As many of you may remember, I had me a mean case of chigger bites last month while staying at my parent’s house out in the country. I tried to count all of my bites at the pinnacle of what I call Rancho Relaxo Chiggerfest 2005 (see: The Herpes of Nature) and lost track after 60. And no, that ain’t no exaggeration, folks.. Take a little stroll through my parent’s land and see for yourself. I can guaran-f’in-tee you you’ll be scratching your ankles, legs, and nether-regions to a bloody pulp within 48 hours. Word of advice: don’t scratch chigger bites with your nails – I suggest you skip that step altogether and just go out and buy yourself a good cheese grater to use instead. It provides a way more intensely satisfying scratch and gets down to the sinew and bone much more quickly than fingernails can.

A few weeks ago I migrated back to city and my skin was eventually restored to its original healthy chigger-free condition. Only a few small slightly visible red marks have taken the place of those 60+ itchy little sunsabitches that once made my life Living Hell on Earth.

My brother Chuck stopped over the other night to watch some movies with us and drop off some things I left at my parents during my stay there. He had just flown into town that day and was at our parent’s for maybe 2-3 hours tops prior to coming out to Minneapolis to spend some quality time with his two favorite people in the world, Mr. and Mrs. Awesome (yours truly and Kimb). Fun was had and Chuck went home.

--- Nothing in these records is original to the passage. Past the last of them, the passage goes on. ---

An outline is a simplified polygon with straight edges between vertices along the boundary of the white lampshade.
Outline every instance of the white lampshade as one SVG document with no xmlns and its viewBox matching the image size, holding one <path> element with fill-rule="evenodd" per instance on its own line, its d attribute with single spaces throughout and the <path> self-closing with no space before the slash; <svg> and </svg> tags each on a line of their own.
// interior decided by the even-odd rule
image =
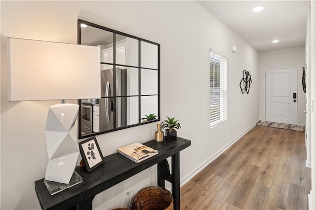
<svg viewBox="0 0 316 210">
<path fill-rule="evenodd" d="M 99 98 L 100 48 L 7 38 L 8 101 Z"/>
<path fill-rule="evenodd" d="M 100 98 L 99 47 L 10 37 L 7 43 L 9 101 Z M 49 107 L 45 181 L 70 184 L 79 154 L 74 128 L 79 107 L 63 101 Z M 46 183 L 51 194 L 70 186 L 52 190 L 56 185 Z"/>
</svg>

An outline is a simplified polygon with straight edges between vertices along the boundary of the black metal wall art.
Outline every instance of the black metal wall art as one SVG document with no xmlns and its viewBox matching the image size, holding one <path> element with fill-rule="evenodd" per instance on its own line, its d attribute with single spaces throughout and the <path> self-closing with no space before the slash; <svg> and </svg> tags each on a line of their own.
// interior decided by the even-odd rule
<svg viewBox="0 0 316 210">
<path fill-rule="evenodd" d="M 303 76 L 302 76 L 302 85 L 303 85 L 303 91 L 306 93 L 306 83 L 305 83 L 305 68 L 303 68 Z"/>
<path fill-rule="evenodd" d="M 251 75 L 250 73 L 246 70 L 242 71 L 242 78 L 239 83 L 241 90 L 241 93 L 243 94 L 245 92 L 247 94 L 249 93 L 249 90 L 250 89 L 250 85 L 252 83 L 251 80 Z"/>
</svg>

The next day, something resembling a chigger bite appeared on my ankle. And then another one. Now there’s one more on my knee. How did this happen?! Did a few chiggers latch onto Chuck because they knew where he was going and they missed me? It’s not like we rubbed our bare ankles together or were cuddling on the couch together naked or anything – at least not that I can remember. Such family behavior only commences after Thanksgiving and Christmas dinner. Yet here I am with 3 fresh chigger bites on my person and no explanation of how they got there. Kimb is still 0 for 0 in the chigger bite charts and I don’t know how she’s come this far without any harm. If I were a chigger, I’d much rather burrow myself into soft girl skin over icky, hairy man skin. Any day. Chiggers are f*&kin’ stoopid.

I’m guessing I must have put some socks on that may have been laundered at my parent’s and there still may have been a few hangers on living on them. I thought I had quarantined and re-washed everything that I had used at the Ranch in the toxic Minneapolis waters upon my return to this fine city. But now that I think of it, I had a pair of socks in my backpack that I think I wore on Sunday when Chuck came over.

It could very well be that we had a cootie flying about in our bedroom that feasted upon me late at night. Last night before falling asleep we spotted one bobbing around like an idiot on the perimeter of the bedroom ceiling. Nothing makes you feel relaxed and ready for a good night’s sleep like seeing a big fat mosquito lurking above your bed. All they see when they watch you shut out the lights is the word DINNER! blinking over and over again.

Whenever I’m out with a group of people, bugs will find and chew on me first. OFF! needs to make a special Micycle formula spray that masks my bug attracting pheromones. I would also prefer that it smell like gummy bears and could double as a non-stick cooking spray if that would be at all possible.

Only a short amount of time will tell whether these are chigger bites or just your standard issue urban summer cootie bites from a mosquito or something of the likes thereof. I’ll be sure to keep you all posted, because I know you’re all dying to know about how many bug bites I have and whether they’re the painful lingering weeping kind or not.